## Mordenizing ML Workloads with AWS Sagemaker

### Install and import dependencies

In [1]:
!pip install transformers torch scipy --quiet

In [2]:
import time
import os
import torch
from transformers import AutoModelForSequenceClassification
from transformers import AutoTokenizer
from scipy.special import softmax
import boto3
import sagemaker
from sagemaker.utils import name_from_base

sagemaker.config INFO - Not applying SDK defaults from location: /etc/xdg/sagemaker/config.yaml
sagemaker.config INFO - Not applying SDK defaults from location: /home/ec2-user/.config/sagemaker/config.yaml


### Load Model and tokenizer from pretrained weights

In [4]:
# Build tokenizer and model from pretrained weights
# tokenizer = AutoTokenizer.from_pretrained("model/tokenizer")
# model = AutoModelForSequenceClassification.from_pretrained("model")

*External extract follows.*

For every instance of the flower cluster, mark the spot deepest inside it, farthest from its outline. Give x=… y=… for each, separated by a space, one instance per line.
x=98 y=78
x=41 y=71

### Create a model.tar.gz file to be used by SageMaker endpoint 


In [5]:
# change directory
%cd model

/home/ec2-user/SageMaker/Github/model


In [6]:
# model folder has model.bin & config.json files for the model and a tokenizer folder with tokenizer files
!ls

config.json  pytorch_model.bin	tokenizer


In [7]:
!tar zcvf model.tar.gz *

config.json
pytorch_model.bin
tokenizer/
tokenizer/tokenizer.json
tokenizer/config.json
tokenizer/vocab.json
tokenizer/special_tokens_map.json
tokenizer/tokenizer_config.json
tokenizer/merges.txt
tokenizer/vocab.txt


In [9]:
# model.tar.gz is created with above directory structure
!ls

config.json  model.tar.gz  pytorch_model.bin  tokenizer


In [10]:
# change the directory
%cd ..

/home/ec2-user/SageMaker/Github


### Upload the model to S3

In [11]:
# upload model to S3
role = sagemaker.get_execution_role()
sess=sagemaker.Session()
region=sess.boto_region_name
bucket=sess.default_bucket()
sm_client=boto3.client('sagemaker')

In [12]:
model_key = '{}/model/model.tar.gz'.format('locobuzzmodel')
model_path = 's3://{}/{}'.format(bucket, model_key)
boto3.resource('s3').Bucket(bucket).upload_file('model/model.tar.gz', model_key)
print("Uploaded model to S3:")
print(model_path)

Uploaded model to S3:
s3://sagemaker-ap-south-1-128015641074/locobuzzmodel/model/model.tar.gz


### Define a HuggingFace model and deploy

In [13]:
# define an inference.py file in the code folder
%cat code/inference.py

import os
import json
from transformers import AutoModelForSequenceClassification, AutoTokenizer
import numpy
from scipy.special import softmax

def allot(prediction):
    x = prediction.index(max(prediction))
    if x == 0:
        return "negative"
    elif x == 1:
        return "neutral"
    elif x == 2:
        return "positive"
    else:
        return "unknown"

def model_fn(model_dir):
    """
    Load the model for inference
    """
    model_path = os.path.join(model_dir, 'tokenizer/')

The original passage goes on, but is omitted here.